When it comes to football, Patriots coach Bill Belichick is a certified genius. This son of a football coach has built a reputation for developing inventive approaches on both offense and defense.
Former Chiefs defensive end Eric Hicks played five games against the Patriots, and he's come away with great respect for the job Belichick does.
"He puts together great game plans," the 10-year NFL veteran said on a recent visit to KCTV5. "He does a great job of finding your weaknesses and attacking them."
KCTV5 analyst Jayice Pearson spent eight years in the NFL, and has broadcasted NFL and college football games for ESPN, FOX Sports and the Big Ten Network since his NFL retirement. He says he's never seen anything like the way the Patriots treated him and his broadcast team when they went to New England to televise a game.
"The whole atmosphere was completely different. I mean, you come in and everything is locked down!" Pearson said, shaking his head. "They sneak you in the back door. We didn't even go in the front door!"
You would think that meeting with network broadcasters is some sort of strange event, but it happens every week at every level- including all 32 NFL teams. But, it gets even weirder.
"They put us in a little room and we had a couch set up for Belichick to do the interview. The first thing he did when he walked in was move the couch back about 15 feet, to back away from us."
Pearson still can't believe the way the coach acted.
"Everything was just real guarded with him."
Scot Piolli brought many of the same attitudes with him from New England when he took over as Chiefs general manager. Unfortunately, (or fortunately) it didn't add up to successs in KC.
For Pearson, that approach makes for good football, but a weird place to work.
"I think he's a great coach, a fantastic coach," he said, "But that facility is all business. There was no music playing, guys were not laughing or joking."
Over the years, people have questioned whether his succes is th result of Belichick's approach or the fact that he has a future hall of famer at quarterback.

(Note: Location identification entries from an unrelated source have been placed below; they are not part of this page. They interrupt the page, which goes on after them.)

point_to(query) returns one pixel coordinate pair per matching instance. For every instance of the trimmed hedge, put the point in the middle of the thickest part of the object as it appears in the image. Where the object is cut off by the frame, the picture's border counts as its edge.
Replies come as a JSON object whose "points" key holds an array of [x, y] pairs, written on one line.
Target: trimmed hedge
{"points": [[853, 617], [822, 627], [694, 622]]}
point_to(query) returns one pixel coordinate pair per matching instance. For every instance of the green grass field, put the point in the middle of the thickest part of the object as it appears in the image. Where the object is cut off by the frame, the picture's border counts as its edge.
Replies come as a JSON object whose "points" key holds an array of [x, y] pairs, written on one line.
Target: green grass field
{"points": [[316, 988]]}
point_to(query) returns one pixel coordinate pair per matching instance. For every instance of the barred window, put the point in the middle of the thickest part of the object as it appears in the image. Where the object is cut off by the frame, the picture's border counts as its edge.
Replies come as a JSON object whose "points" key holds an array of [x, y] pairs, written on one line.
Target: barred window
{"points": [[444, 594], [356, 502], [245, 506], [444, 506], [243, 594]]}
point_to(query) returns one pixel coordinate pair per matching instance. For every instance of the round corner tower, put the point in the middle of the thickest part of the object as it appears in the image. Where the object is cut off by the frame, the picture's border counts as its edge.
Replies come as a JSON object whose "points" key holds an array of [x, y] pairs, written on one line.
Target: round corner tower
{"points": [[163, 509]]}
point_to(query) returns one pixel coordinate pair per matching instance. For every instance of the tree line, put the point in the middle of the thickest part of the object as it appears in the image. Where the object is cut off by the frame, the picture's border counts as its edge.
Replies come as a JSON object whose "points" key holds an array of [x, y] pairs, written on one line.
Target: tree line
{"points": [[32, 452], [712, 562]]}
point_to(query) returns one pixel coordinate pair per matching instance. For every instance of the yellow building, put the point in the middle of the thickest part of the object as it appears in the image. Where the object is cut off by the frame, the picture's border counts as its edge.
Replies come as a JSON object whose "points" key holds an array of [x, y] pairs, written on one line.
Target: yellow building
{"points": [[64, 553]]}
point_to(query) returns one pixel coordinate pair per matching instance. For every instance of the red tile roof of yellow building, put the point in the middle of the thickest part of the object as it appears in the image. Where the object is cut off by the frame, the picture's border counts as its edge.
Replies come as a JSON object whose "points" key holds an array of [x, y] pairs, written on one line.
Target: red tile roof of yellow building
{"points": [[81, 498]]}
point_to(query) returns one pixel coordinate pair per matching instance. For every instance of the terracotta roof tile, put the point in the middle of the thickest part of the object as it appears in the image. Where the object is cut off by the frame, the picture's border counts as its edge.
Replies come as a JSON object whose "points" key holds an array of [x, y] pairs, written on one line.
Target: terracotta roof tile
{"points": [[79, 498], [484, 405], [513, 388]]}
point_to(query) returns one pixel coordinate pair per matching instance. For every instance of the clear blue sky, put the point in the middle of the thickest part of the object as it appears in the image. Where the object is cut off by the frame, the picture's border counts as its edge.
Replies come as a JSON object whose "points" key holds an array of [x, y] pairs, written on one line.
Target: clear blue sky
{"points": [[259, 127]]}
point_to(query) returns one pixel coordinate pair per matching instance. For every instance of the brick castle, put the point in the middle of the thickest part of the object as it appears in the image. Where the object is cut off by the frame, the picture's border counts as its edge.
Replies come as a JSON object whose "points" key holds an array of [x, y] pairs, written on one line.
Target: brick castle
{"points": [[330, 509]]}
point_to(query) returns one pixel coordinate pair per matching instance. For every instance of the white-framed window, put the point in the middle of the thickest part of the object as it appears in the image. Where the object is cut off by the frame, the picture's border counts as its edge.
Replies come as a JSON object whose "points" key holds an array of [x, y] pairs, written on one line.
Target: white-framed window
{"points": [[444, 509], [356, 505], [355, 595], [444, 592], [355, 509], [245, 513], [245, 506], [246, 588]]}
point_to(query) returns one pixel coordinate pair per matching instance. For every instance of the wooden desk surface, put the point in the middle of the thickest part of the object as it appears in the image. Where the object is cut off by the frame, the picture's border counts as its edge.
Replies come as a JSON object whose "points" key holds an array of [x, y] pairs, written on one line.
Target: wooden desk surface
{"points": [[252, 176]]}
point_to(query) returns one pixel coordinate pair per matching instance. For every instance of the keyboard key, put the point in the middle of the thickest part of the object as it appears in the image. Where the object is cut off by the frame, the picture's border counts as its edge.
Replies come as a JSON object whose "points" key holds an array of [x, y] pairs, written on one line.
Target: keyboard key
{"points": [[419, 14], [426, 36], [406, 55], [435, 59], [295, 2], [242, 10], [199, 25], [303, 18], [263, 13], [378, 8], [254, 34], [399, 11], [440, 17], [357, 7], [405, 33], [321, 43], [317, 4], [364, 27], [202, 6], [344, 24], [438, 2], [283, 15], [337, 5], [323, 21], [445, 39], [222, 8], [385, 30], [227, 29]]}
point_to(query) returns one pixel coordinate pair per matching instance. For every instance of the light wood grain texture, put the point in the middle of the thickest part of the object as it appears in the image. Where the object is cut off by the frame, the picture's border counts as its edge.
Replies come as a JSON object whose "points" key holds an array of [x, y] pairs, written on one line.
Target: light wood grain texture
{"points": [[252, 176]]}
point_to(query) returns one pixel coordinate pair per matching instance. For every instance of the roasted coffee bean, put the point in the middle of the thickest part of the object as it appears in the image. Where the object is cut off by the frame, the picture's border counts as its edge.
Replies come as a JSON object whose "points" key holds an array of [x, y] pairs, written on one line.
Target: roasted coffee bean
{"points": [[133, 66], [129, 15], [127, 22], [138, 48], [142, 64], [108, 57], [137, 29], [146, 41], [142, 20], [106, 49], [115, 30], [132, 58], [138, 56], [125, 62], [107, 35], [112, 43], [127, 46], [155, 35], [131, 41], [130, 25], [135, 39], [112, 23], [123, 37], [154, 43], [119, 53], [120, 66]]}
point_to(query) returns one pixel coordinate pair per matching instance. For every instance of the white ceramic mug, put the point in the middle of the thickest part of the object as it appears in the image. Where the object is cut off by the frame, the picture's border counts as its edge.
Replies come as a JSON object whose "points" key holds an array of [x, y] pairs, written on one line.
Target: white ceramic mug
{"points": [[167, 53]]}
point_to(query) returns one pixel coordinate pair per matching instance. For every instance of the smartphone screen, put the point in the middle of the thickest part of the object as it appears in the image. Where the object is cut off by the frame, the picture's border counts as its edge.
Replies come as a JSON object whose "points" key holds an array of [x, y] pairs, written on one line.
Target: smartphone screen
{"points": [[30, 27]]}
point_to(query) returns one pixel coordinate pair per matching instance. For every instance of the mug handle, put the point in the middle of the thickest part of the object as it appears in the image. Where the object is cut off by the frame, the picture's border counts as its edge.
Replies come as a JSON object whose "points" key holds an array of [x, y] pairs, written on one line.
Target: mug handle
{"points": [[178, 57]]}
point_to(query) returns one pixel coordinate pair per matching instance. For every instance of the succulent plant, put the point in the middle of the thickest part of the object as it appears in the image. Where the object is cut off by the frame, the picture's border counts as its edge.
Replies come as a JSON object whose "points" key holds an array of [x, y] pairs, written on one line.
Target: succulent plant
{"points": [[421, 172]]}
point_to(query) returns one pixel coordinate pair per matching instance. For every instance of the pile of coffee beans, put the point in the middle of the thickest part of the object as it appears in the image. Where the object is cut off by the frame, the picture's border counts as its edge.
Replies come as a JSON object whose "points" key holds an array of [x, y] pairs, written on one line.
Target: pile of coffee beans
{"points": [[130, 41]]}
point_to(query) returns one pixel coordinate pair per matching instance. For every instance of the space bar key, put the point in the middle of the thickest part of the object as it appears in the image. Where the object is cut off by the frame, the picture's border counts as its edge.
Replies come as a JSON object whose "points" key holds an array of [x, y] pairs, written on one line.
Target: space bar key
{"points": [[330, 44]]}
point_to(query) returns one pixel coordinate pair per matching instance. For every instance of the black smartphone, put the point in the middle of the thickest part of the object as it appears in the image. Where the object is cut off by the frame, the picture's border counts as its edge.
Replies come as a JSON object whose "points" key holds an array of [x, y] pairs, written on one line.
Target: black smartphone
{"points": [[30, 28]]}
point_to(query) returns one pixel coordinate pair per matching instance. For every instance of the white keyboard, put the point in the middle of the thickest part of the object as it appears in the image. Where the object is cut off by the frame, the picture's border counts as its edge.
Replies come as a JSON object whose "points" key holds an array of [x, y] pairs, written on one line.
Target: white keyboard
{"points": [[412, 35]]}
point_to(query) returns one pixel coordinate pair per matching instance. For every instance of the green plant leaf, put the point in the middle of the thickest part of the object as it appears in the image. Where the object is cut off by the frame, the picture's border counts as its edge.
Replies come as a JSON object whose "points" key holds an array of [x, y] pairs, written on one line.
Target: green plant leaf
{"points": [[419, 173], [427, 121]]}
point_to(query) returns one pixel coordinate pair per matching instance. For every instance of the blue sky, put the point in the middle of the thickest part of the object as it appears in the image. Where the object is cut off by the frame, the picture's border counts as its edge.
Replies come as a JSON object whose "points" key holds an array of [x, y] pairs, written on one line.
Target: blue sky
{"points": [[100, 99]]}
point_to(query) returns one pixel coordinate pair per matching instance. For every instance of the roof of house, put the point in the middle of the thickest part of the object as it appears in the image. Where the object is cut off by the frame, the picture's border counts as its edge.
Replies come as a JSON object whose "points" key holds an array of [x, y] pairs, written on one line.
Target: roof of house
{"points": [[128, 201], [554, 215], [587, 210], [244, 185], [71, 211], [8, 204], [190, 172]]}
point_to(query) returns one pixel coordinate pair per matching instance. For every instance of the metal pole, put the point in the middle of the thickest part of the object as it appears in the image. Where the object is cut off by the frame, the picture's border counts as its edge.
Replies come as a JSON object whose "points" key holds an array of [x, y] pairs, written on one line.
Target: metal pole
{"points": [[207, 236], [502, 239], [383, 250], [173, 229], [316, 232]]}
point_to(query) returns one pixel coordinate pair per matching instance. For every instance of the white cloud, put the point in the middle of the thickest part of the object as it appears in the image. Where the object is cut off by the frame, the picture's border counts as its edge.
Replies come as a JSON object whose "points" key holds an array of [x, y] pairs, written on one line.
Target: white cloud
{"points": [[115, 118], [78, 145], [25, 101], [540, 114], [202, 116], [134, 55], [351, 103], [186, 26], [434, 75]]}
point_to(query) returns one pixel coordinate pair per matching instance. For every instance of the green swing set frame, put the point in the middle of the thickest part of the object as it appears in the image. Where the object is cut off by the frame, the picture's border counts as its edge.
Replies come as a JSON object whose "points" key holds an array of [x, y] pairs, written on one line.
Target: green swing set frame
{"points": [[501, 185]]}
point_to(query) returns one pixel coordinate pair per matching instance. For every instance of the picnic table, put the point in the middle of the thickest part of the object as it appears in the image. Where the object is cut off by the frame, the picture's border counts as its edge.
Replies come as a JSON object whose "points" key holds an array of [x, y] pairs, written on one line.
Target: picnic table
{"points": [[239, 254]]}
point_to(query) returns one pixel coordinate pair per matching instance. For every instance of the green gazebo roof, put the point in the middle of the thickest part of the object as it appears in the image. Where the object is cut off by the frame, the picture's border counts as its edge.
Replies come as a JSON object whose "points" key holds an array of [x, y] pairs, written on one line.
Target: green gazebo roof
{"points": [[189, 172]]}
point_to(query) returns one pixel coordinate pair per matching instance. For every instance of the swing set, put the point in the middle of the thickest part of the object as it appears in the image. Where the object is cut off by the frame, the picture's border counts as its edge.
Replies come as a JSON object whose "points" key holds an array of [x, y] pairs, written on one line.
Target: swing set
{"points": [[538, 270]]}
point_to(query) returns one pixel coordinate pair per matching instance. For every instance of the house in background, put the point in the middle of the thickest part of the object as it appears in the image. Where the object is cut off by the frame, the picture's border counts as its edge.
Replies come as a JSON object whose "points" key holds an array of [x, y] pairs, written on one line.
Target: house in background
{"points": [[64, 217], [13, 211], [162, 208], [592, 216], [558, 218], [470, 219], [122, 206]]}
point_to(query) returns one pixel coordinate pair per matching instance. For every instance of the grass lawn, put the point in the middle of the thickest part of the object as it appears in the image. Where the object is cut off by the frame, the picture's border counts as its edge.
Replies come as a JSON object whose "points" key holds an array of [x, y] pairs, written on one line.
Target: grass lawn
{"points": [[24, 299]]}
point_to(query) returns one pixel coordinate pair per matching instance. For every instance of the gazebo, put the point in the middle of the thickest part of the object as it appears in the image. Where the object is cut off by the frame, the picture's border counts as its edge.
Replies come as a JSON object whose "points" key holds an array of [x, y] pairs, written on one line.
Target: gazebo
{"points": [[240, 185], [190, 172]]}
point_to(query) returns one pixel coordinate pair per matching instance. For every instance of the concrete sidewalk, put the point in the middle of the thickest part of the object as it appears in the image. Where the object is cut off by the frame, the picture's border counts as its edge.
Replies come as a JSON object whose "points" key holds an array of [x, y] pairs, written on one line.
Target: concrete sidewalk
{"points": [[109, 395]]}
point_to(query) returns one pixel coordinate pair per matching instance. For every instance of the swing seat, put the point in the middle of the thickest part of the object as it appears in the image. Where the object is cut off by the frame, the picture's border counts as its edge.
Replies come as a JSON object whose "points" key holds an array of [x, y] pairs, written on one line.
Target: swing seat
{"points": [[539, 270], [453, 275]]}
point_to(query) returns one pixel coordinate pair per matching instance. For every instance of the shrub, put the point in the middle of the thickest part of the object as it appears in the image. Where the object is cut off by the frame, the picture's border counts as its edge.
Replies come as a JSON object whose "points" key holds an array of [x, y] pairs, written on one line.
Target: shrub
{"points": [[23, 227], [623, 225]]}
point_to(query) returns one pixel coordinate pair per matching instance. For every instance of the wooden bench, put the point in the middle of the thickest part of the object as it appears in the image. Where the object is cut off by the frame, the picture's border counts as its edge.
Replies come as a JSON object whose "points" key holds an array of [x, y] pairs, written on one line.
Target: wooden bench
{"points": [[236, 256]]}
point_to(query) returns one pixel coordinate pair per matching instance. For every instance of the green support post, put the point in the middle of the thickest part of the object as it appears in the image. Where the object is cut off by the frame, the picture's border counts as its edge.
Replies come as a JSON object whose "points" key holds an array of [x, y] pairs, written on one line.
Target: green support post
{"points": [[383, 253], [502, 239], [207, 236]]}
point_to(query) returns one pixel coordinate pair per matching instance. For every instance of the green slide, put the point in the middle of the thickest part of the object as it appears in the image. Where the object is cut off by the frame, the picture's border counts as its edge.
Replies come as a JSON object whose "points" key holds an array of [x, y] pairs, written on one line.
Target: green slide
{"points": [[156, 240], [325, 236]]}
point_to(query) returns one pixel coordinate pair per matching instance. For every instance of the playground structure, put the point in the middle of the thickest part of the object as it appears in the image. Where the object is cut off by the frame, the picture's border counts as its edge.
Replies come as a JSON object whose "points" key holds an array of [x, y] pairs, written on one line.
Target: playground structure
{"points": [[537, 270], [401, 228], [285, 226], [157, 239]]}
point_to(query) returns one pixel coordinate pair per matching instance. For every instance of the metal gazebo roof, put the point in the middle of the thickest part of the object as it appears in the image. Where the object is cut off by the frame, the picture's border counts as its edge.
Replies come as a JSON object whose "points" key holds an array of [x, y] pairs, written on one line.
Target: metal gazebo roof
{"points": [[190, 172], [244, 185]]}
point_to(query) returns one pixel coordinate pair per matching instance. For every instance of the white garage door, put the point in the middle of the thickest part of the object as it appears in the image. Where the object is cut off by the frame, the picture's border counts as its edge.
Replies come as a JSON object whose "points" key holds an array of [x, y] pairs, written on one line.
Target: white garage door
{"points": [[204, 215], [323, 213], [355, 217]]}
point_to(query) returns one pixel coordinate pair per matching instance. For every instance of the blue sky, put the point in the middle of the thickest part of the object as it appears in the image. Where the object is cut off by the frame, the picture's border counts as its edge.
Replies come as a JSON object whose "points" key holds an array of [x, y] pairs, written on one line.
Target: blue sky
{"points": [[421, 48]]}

The fact is that Belichick has won all of his championships with Tom Brady at QB. Would he have been as successful if he'd had Drew Bledsoe or Matt Cassel under center?
One thing that nobody can question: over the past 16 years, no head coach has been more successful than the man some call "Belicheat."
Chiefs coach Andy Reid has faced Belichick seven times, six while he was coaching Philadelphia, and last year with the Chiefs. He was 2-4 with the Eagles (including the 2005 Super Bowl) and 1-0 with the Chiefs (last season's 41-14 blow out).
Their games feature the offensive mind of Reid versus the defensive genius of Belichick.
For his part, Reid calls the Pats head man "A friend," and he refused to criticize Belichick when information surfaced suggesting that the Pats might have cheated when they faced the Eagles in that Super Bowl game.
On several occasions, I asked former Patriot player Mike Vrabel about coach Belichick.
"Bill's a pro," the former Pats and Chiefs linebacker told me. "He draws up a game plan, and he explains exactly what he wants each player to do. There's never any gray area. There are certain things he demands from his players, and you know what's expected from you. There's very little 'free-lancing' when you play for him on defense."
When I asked about what Belichick was like personally, Vrabel shot me down.
"We were there to play football. That's what I we were focused on."
If you've ever talked to Mike Vrabel, you know not to pursue a subject he's not interested in talking about.
I've had an opportunity to ask Belichick questions at post game press conferences (in 2002 and 2005), but he was one of the few coaches who would not meet with the media during the NFL Combine. I was really looking forward to seeing him when he was more relaxed (if that's possible).
Belichick has never been afraid to take a unique approach. He hired one of his oldest friends and assigned him to breaking down game film.
While the other coaches were meeting and working with the players, this "film specialist" was looking for the secrets that would help Belichick put together his game plan.
When I've been in KSU coach Bill Snyder's office over the years, the most prominent feature has been the huge piles of game tapes all over the place.
"That's how I spent my summer," he said when I asked him about the tapes.
I've often thought that Coach Snyder would have been another Belichick had he chosen to pursue NFL coaching.
They both are incredibly smart game planners, who leave no stone unturned in an effort to succeed.
The biggest difference is obvious: Bill Belichick is all about winning. He isn't paid to graduate players or lead young men to a better life.
Belichick is like a shark, he does one thing, but he does it very, very well.
Let's hope he doesn't do quite a good a job this Saturday.